10 tips to turn your CEO into a champion of leadership development: 

  1. Connect leadership development to business outcomes. Don’t do leadership development in a vacuum or choose generic leadership initiatives that don’t connect directly to the organisational strategy. What is the organisational strategy and what leadership capabilities do your leaders need? What’s the gap to achieve the strategy? How will your leadership development specifically close those gaps? What are the business outcomes that will improve and how?
  2. Use data to show how developing leaders impacts revenue, innovation, and retention. Bring examples from local industries. One Wellington-based health provider reduced turnover by 15% through targeted leadership upskilling. Find other similar metrics and examples that you can share.
  3. Frame the conversation in the CEO’s language and around their motivations. Are they all about results? Use that. Do they light up about innovation? Connect leadership development to better innovation outcomes. Do they tune in when you use short bullet pointed options vs long reports? Communicate your ideas in the way they like to communicate, not the way you do.
  4. Avoid HR jargon. Instead, talk about risk mitigation, growth, and competitive advantage. A simple “Here’s what’s at stake if we don’t invest in our leaders” can shift the conversation.
  5. Share success stories from peers. Turn to your networks and scan for success stories in the leadership development space. Learn from each other and share what you’re seeing work in other companies with your CEO.
  6. CEOs love benchmarking 😊. Bring case studies from similar New Zealand organisations that have benefited from CEO-led leadership initiatives. Even connect your CEO to another CEO who has done this. This helps make the benefits tangible and relatable.
  7. Start small, measure, improve and then scale. Don’t have a big budget or CEO commitment? Start with low hanging fruit and small initiatives and then learn from these and go again. It doesn’t have to be company-wide right from the start.
  8. Propose a pilot programme with clear metrics. Use early wins as proof points to build broader CEO commitment which shows, not just tells, them about the value.
  9. Invite CEO participation. Not only in the programme itself (see point 10) but also in the shaping of it. Get them to connect to the fact that this isn’t an HR initiative, it’s a chance for them to create the leaders they want to help them deliver what’s needed.
  10. Encourage the CEO to play an active role. This is one that I have seen work time and time again. With my leadership development programme, The Leader’s Map, we get the CEO to launch and speak at the Kickstart session. Then, we interview them during the course on their own leadership journey, including what they are still learning. This is one clear way to get them invested!

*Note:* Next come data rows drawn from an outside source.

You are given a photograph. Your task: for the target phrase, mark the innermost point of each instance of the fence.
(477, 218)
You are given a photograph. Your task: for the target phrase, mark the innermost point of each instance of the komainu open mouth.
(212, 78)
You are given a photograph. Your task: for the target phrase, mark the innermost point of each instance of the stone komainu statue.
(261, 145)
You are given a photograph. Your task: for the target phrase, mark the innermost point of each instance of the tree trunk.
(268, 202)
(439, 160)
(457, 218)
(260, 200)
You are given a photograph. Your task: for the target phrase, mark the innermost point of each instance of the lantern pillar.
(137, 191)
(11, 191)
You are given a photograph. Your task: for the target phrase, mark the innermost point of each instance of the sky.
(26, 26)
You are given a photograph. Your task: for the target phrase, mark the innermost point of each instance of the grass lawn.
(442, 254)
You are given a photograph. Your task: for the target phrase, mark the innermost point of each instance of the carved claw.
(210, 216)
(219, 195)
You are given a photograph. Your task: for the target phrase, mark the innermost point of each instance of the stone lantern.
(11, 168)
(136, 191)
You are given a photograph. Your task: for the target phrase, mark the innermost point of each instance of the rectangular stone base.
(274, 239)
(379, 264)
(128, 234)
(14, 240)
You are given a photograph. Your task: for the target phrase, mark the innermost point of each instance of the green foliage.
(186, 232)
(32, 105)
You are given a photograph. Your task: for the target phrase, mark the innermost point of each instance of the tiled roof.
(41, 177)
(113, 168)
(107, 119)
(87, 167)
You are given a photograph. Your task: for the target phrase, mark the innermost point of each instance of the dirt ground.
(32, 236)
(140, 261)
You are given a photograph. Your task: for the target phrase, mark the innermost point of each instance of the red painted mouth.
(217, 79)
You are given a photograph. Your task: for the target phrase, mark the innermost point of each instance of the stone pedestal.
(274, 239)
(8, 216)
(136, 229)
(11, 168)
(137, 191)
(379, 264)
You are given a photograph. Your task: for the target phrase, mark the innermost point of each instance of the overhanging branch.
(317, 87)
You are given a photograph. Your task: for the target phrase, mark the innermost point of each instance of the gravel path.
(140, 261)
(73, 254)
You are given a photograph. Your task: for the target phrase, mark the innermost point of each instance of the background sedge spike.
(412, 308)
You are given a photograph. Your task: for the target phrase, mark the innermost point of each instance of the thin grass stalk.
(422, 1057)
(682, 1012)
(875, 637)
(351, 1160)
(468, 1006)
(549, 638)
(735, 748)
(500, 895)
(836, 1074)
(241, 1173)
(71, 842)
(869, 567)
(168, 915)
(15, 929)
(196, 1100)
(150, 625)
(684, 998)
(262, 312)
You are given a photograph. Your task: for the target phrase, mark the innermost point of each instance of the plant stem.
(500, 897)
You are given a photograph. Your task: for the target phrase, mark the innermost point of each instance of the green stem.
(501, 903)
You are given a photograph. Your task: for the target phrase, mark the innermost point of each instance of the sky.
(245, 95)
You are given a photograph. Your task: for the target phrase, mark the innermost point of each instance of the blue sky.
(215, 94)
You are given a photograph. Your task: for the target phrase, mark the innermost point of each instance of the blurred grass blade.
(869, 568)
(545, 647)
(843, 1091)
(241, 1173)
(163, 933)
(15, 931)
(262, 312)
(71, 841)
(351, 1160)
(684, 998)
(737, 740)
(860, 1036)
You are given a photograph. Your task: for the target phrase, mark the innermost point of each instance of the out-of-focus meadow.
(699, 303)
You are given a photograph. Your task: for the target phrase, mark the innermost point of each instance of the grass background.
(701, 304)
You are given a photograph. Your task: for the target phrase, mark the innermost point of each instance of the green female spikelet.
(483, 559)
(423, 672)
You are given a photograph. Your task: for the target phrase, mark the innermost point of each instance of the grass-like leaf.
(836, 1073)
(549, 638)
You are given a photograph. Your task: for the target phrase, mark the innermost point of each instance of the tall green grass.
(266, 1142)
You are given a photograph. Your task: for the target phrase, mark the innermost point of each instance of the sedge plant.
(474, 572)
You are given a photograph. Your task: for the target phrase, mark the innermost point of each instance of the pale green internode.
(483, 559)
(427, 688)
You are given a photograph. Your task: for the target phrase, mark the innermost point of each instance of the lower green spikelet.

    Whether it’s mentoring, leading a session, or sharing their own leadership journey, visibility from the top makes a world of difference.

    Leadership development is a team sport, but it’s the CEO that holds the captain’s armband. For CPOs, the real opportunity lies in bridging the gap. In framing leadership as a business imperative, not just an HR project. When CEOs see the benefits of leadership development and embody that, your whole organisation wins.

Let’s keep the kōrero going…what’s worked for you in engaging your CEO? What challenges have you faced? Share your insights below.